While attending Johns Hopkins, I worked on a number of medium and large applications and took a number of courses related to Information Extraction and Processing, including Natural Language Processing (NLP) and Information Retrieval (IR). For IR I wrote software (perl) that would analyze database driven sites so as to reverse-engineer the site templates and extract the content, which would then be stored in a database and displayed through an embedded HTTP server. It successfully extracted lyrics from around 7GB of data from lyrics web sites, and was tested on a smaller scale on movie databases (such as the IMDB).

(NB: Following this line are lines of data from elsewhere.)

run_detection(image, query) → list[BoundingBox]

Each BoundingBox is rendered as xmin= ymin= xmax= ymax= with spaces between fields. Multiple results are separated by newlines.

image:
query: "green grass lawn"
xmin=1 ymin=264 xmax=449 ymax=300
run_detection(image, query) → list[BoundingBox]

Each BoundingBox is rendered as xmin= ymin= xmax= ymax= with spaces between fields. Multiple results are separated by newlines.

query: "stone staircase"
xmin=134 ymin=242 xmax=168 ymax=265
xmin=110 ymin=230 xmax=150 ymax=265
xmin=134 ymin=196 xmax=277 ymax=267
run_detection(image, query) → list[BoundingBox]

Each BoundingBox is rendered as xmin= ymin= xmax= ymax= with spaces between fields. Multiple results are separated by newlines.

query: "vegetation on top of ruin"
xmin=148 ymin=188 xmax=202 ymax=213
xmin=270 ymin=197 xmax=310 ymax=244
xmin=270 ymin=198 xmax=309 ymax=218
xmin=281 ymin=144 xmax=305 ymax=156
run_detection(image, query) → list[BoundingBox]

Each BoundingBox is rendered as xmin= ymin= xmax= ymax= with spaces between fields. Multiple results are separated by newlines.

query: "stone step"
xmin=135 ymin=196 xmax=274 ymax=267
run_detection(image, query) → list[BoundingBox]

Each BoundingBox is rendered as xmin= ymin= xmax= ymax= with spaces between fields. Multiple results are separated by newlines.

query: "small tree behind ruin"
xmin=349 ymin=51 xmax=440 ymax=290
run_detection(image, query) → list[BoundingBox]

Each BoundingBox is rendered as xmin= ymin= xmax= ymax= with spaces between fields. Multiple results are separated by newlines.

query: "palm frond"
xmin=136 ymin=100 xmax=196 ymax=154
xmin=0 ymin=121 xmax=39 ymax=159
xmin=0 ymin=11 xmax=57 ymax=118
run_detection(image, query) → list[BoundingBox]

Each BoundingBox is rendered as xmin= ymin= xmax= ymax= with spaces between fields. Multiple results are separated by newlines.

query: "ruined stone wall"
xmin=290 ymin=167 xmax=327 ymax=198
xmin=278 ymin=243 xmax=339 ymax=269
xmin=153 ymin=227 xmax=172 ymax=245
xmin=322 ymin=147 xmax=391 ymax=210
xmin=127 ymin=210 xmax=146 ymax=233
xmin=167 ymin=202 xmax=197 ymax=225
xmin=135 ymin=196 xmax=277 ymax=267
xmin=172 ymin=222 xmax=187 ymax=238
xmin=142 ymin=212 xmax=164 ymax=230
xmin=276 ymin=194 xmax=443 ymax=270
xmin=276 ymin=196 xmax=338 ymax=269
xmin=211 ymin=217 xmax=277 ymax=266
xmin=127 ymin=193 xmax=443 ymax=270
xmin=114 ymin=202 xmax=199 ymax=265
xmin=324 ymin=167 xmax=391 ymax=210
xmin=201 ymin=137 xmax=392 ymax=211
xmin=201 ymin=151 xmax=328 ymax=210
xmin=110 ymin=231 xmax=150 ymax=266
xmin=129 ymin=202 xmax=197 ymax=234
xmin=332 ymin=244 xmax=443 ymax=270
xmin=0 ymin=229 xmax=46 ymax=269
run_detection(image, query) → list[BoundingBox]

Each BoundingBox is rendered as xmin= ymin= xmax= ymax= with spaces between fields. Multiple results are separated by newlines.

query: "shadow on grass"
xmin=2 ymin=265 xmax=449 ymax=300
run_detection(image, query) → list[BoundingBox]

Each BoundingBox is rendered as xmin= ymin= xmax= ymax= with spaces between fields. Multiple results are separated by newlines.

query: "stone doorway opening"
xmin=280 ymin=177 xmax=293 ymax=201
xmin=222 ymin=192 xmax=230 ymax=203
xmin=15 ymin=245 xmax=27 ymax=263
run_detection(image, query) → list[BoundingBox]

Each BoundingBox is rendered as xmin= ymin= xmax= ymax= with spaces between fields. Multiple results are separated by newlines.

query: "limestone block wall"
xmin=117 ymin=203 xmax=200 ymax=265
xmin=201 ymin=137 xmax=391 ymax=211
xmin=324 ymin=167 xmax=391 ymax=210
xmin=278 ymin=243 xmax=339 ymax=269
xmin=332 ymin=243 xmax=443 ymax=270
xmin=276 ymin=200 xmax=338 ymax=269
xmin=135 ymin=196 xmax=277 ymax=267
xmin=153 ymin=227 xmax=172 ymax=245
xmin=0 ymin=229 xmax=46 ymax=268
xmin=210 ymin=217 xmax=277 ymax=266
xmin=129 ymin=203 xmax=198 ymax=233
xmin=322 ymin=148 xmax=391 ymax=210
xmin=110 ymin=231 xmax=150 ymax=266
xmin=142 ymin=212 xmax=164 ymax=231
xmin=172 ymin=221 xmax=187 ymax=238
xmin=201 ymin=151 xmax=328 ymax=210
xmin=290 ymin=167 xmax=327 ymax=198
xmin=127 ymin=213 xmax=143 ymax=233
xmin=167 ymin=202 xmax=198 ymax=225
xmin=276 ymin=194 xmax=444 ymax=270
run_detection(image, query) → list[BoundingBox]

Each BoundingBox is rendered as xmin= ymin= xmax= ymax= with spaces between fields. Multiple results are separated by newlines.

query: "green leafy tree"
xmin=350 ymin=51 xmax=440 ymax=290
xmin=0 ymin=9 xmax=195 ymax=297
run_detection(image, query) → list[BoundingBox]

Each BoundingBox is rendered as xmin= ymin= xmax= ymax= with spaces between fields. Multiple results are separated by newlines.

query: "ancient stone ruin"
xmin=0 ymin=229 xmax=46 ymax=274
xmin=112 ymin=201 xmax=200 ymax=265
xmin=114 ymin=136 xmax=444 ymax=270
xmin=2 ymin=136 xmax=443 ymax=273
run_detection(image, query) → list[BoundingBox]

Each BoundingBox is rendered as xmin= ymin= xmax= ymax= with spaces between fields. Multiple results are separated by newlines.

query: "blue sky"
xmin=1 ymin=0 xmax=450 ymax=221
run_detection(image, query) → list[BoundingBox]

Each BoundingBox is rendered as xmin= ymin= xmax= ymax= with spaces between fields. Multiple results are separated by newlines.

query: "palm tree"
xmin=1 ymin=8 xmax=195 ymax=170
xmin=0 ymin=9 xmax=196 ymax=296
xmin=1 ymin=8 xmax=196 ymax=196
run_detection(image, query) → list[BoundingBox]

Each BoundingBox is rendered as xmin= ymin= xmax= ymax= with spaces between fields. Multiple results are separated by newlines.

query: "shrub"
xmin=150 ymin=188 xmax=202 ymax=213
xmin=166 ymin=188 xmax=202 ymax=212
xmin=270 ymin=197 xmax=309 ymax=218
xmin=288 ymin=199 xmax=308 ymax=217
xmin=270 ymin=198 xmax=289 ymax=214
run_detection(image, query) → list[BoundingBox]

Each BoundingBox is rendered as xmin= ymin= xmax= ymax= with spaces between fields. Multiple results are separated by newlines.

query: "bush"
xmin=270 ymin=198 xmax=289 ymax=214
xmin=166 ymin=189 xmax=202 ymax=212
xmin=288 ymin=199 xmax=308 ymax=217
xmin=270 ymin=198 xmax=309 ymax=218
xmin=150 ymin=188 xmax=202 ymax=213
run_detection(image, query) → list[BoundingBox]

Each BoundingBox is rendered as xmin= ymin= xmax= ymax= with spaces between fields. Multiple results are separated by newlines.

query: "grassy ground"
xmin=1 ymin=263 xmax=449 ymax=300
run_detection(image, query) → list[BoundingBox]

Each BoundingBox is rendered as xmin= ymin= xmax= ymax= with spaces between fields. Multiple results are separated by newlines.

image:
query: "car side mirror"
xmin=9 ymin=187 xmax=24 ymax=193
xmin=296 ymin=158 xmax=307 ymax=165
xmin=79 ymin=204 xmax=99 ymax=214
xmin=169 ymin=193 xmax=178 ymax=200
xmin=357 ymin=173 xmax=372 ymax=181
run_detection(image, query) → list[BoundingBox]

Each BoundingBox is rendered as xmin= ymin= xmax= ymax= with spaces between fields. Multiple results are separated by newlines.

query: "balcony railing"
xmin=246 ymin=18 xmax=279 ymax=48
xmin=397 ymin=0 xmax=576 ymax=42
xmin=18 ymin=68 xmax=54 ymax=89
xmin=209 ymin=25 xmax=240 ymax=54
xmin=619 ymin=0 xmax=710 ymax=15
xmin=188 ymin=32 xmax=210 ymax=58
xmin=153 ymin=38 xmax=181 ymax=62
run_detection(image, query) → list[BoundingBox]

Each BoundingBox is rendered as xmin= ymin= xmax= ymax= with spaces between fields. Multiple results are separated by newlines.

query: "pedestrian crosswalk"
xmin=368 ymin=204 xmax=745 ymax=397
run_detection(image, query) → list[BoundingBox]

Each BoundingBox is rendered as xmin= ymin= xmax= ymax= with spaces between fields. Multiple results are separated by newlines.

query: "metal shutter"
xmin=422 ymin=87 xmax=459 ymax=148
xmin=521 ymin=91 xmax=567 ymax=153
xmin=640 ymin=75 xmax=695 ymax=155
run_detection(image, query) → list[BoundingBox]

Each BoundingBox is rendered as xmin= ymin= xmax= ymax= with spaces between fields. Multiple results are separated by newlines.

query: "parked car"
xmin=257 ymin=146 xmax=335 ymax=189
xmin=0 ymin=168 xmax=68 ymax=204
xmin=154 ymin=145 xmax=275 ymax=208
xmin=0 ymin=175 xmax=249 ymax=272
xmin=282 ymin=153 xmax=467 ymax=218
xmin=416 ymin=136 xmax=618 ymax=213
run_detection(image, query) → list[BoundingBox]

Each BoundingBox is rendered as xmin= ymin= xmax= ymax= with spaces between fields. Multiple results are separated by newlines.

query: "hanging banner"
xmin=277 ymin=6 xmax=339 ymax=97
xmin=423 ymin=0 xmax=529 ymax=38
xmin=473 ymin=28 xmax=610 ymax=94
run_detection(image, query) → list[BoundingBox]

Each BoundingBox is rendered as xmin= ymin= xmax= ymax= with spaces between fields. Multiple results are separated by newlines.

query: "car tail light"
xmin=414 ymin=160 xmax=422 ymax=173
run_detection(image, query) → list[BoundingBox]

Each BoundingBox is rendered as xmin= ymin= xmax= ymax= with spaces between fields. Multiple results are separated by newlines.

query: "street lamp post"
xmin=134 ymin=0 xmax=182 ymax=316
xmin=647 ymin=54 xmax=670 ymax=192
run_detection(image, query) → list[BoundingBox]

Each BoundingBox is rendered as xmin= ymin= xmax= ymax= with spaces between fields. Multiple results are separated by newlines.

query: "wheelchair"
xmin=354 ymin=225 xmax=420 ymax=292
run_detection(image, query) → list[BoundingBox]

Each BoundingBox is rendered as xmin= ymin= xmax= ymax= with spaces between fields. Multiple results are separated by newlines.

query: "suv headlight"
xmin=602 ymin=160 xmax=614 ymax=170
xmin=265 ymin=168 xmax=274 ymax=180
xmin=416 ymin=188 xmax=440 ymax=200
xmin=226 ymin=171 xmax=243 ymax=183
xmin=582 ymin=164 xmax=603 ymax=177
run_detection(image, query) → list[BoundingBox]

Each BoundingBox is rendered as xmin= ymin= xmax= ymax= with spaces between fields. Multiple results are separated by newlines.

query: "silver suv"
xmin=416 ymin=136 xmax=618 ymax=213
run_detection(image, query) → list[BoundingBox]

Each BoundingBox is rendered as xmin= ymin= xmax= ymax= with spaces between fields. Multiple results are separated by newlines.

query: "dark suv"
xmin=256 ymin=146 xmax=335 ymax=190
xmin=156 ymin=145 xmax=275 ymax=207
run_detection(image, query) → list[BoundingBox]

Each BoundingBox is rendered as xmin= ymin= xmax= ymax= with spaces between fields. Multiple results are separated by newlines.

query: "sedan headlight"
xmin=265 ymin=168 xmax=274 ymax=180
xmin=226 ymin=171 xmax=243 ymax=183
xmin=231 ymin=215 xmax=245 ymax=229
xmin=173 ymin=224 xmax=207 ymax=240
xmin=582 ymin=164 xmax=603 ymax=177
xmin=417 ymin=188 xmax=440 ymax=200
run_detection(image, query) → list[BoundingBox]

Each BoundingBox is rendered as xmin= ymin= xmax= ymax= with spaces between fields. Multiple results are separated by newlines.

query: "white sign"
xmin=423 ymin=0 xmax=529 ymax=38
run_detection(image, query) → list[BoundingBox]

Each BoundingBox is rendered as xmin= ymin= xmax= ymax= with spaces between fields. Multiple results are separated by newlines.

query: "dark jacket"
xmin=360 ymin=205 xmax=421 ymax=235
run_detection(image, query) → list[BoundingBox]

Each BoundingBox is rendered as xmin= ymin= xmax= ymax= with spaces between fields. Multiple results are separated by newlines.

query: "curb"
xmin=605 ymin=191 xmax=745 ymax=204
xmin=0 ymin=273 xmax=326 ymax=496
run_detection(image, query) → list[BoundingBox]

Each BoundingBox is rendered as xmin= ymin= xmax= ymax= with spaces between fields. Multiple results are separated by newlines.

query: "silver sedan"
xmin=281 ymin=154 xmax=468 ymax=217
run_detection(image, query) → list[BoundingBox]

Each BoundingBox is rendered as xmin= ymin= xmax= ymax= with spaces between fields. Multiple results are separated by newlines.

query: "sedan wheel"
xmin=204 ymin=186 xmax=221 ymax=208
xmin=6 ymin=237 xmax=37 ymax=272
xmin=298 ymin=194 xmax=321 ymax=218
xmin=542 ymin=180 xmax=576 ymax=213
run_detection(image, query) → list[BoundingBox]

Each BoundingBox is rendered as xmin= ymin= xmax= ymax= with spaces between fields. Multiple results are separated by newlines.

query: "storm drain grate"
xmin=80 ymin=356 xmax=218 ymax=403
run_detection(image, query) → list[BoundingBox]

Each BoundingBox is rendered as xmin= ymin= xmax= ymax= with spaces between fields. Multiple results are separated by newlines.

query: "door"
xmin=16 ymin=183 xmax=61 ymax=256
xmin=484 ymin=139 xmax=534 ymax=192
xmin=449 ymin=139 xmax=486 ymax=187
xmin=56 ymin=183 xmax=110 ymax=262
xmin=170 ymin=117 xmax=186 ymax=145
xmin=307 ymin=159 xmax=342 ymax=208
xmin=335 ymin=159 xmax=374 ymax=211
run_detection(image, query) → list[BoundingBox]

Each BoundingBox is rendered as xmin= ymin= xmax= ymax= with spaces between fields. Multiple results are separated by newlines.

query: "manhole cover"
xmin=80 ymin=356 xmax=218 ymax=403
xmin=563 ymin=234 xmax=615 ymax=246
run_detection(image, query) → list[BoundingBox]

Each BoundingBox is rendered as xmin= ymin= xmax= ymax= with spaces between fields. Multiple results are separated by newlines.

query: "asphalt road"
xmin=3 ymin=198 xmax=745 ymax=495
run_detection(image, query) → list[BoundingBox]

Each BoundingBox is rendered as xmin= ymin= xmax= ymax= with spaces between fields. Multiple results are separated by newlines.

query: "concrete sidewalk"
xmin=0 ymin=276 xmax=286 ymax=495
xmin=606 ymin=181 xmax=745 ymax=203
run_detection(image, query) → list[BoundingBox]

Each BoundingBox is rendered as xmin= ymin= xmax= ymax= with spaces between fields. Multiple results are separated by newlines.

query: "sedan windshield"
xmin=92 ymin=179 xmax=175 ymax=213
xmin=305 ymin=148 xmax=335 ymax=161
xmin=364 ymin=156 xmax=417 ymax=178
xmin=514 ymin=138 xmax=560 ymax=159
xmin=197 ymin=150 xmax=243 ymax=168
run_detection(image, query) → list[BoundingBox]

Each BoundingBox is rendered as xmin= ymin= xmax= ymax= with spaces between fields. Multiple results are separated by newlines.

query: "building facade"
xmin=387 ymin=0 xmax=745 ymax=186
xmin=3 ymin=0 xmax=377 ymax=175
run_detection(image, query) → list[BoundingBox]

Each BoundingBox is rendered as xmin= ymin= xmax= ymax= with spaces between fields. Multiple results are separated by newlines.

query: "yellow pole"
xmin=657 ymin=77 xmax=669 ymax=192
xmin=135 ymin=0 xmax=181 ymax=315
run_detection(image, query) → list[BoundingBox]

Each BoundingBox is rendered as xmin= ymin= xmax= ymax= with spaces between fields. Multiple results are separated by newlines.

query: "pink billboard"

For Object Oriented Systems (Fall 2004), I developed Musebox (java), a multi-user, multi-channel, database backed, streaming media server/client, which I briefly continued to develop with Constantinos Neophytou and Loucas Papayiannis. I also wrote and open-sourced jaminid, a very small http server implementation (java), meant to couple with software as an embedded http server without the typical configuration pain. The approach resembles Java servlets, but is easier to use, smaller and quite fast. Finally, I was involved in the development of Dynasty project, which aims to create an interactive browser for infinitely large graphs, primarily for use as a debugger for the Dyna language. I was honored in 2005 with the Johns Hopkins Computer Science Outstanding Undergraduate award, and in 2006 with the Johns Hopkins Computer Science Outstanding Senior award.
You may also remember me from Internet 600.113, for which I was the head course assistant during Fall of my sophomore year. I am also a member of the ACM, Johns Hopkins chapter, and the Computer Science honor society, UPE, and of the local chapter of the ACM.
Breaking a long tradition of spending my summers working for my dad's architectural firm, in summer 2005 and summer 2006, I worked as an intern at Bloomberg LP in Manhattan. My projects included integrating Python into the development environment by coding wrappers and couplers to the existing APIs, writing an SQL-like interpreter for the proprietary database, and developing a framework for the rapid development of thin GUIs.
I joined Google in January 2007, as an Engineer on the Google Maps team in New York.